# Input 

The input step is the first step of any analysis and consists of loading all the datasets we want to use. 

In this notebook, we will explore what we can do with ValEnsPy to load our data and why this is important.


### 0. Loading packages & settings
As always, we first load the necessary packages.

In [1]:
import valenspy as vp

# 1. The Input Step
## 1.1 Why ValEnsPy?
1. Different gridded datasets have different naming conventions and units for the same variables. Therefore, to compare them, a translation and unit conversion is often necessary.
ValEnsPy automates this process, allowing you to focus on the analysis. 
 
2. ValEnsPy also simplifies the access to standard datasets, such as the [ERA5](https://cds.climate.copernicus.eu/datasets/reanalysis-era5-single-levels?tab=overview) and climate grid.
This allows you to load the data with a single line of code without even explicitly knowing where the data is stored.

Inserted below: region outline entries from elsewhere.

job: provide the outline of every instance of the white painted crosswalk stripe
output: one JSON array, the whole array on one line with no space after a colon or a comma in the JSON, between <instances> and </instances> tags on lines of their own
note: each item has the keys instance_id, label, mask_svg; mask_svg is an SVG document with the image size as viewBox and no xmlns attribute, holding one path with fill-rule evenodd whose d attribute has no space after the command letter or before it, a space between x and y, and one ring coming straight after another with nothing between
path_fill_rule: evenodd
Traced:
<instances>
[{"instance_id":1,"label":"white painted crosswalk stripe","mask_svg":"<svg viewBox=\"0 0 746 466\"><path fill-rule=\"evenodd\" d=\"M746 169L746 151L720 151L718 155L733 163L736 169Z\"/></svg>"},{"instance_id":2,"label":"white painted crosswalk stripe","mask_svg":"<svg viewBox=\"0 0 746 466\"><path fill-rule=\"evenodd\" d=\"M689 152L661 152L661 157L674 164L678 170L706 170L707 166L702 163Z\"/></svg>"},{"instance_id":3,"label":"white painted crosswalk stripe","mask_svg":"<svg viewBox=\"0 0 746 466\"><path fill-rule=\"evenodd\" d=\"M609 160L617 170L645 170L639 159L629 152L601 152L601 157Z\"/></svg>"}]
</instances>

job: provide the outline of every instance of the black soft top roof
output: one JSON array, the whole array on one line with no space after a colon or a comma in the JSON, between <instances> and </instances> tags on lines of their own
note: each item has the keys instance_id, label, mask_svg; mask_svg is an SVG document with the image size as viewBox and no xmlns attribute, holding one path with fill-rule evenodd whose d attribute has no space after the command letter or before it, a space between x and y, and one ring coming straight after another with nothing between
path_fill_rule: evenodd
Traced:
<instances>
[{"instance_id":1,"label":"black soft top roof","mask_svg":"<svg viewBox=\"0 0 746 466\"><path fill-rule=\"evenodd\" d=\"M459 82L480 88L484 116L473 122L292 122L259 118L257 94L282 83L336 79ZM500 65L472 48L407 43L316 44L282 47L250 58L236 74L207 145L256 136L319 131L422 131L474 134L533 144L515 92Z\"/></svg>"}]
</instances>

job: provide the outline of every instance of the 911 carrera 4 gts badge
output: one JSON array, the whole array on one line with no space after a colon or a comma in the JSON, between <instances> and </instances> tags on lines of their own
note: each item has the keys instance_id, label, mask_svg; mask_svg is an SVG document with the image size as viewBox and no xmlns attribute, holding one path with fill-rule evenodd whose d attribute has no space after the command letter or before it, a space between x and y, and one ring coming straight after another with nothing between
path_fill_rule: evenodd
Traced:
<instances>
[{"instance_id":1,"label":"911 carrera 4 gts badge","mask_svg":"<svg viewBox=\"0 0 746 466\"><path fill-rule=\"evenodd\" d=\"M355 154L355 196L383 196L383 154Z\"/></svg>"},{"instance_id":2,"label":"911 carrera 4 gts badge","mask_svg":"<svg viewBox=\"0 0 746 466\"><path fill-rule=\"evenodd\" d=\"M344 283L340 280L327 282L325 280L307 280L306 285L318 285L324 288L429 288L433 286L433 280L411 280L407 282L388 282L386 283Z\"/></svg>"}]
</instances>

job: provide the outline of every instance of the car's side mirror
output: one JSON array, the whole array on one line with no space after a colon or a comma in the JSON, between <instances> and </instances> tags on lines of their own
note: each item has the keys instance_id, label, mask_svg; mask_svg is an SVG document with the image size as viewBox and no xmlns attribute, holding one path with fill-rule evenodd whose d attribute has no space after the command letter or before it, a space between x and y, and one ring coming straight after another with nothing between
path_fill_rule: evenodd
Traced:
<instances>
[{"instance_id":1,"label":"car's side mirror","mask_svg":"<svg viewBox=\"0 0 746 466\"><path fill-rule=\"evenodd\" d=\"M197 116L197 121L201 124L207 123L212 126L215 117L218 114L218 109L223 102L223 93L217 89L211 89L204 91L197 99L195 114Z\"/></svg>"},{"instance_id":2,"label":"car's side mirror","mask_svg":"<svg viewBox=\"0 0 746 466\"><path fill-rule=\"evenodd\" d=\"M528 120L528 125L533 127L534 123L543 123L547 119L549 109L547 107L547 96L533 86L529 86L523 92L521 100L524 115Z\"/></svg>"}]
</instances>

## 1.2 Variable convention

ValEnsPy uses the [CMIP/CORDEX](https://cordex.org/experiment-guidelines/cordex-cmip6/data-request-cordex-cmip6-rcms/) variable naming conventions and the [Climate and Forecast (CF)](http://cfconventions.org/) metadata conventions.
[Here is an overview of all the variables names and there corresponding metadata](https://github.com/CORDEX-be2/ValEnsPy/blob/main/src/valenspy/ancilliary_data/CORDEX_variables.yml).

All functions within ValEnsPy are built to work with these conventions. This allows you to easily switch between different datasets and models.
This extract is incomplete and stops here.